Informasi yang di himpun awak media di lokasi, bibit tersebut di bagikan kepada beberapa warga yang tidak membutuhkan bibit sejenis pohon kelapa yang di kemas dalam pelastik polibek hitam. Jenis tanaman bibit kelapa yang di bagikan ke warga sekitar menimbulkan pertanyaan di karenakan bibit tersebut di kemas dalam pelastik polibek untuk setiap pohonnya.
Sementara Mesran PJ pangulu yang di konfirmasi terkait progeram tersebut tidak menjelaskan spesifikasi jenis bibit dan tujuan program tersebut, dirinya hanya menjawab lewat sambungan WastAPP pribadainya dengan menulislan ” itu program pbangaungan lingkungan hidup” tulisnya Kamis 08/12 sekira pukul 12.30 wib.

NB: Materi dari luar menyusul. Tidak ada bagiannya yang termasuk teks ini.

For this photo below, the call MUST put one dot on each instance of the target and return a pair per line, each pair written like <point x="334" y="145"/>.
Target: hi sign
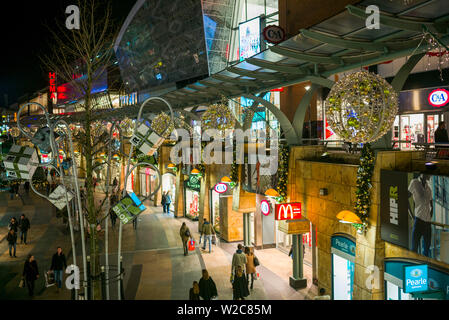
<point x="288" y="211"/>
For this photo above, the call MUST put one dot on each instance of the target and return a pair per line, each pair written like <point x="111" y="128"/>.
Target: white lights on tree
<point x="361" y="107"/>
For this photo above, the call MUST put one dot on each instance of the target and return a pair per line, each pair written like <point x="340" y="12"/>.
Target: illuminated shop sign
<point x="415" y="278"/>
<point x="221" y="188"/>
<point x="265" y="207"/>
<point x="249" y="38"/>
<point x="288" y="211"/>
<point x="438" y="98"/>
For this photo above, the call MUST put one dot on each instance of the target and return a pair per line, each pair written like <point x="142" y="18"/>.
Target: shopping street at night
<point x="226" y="150"/>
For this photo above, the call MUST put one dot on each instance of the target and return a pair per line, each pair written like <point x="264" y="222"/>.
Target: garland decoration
<point x="283" y="173"/>
<point x="218" y="116"/>
<point x="364" y="176"/>
<point x="162" y="125"/>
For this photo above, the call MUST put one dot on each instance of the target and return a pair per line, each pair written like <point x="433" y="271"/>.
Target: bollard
<point x="122" y="272"/>
<point x="89" y="280"/>
<point x="103" y="283"/>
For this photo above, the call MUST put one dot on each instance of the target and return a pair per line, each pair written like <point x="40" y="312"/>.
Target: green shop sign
<point x="193" y="183"/>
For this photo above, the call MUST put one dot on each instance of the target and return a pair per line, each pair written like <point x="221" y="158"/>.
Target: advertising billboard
<point x="249" y="38"/>
<point x="415" y="212"/>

“Masalah bibit itu masih mantan pangulu boss,” tambah mesran tanpa menjelaskan secara rinci. Terpisah, Roy Ghajali Sidabalok Camat Gunung malela saat di mintai keterangan perihal bibit tersebut mengatakan akan menanyakan hal tersebut kepada PJ Pangulu “nanti ku tanya dulu PJnya ya..” tulis camat Gunung Malela.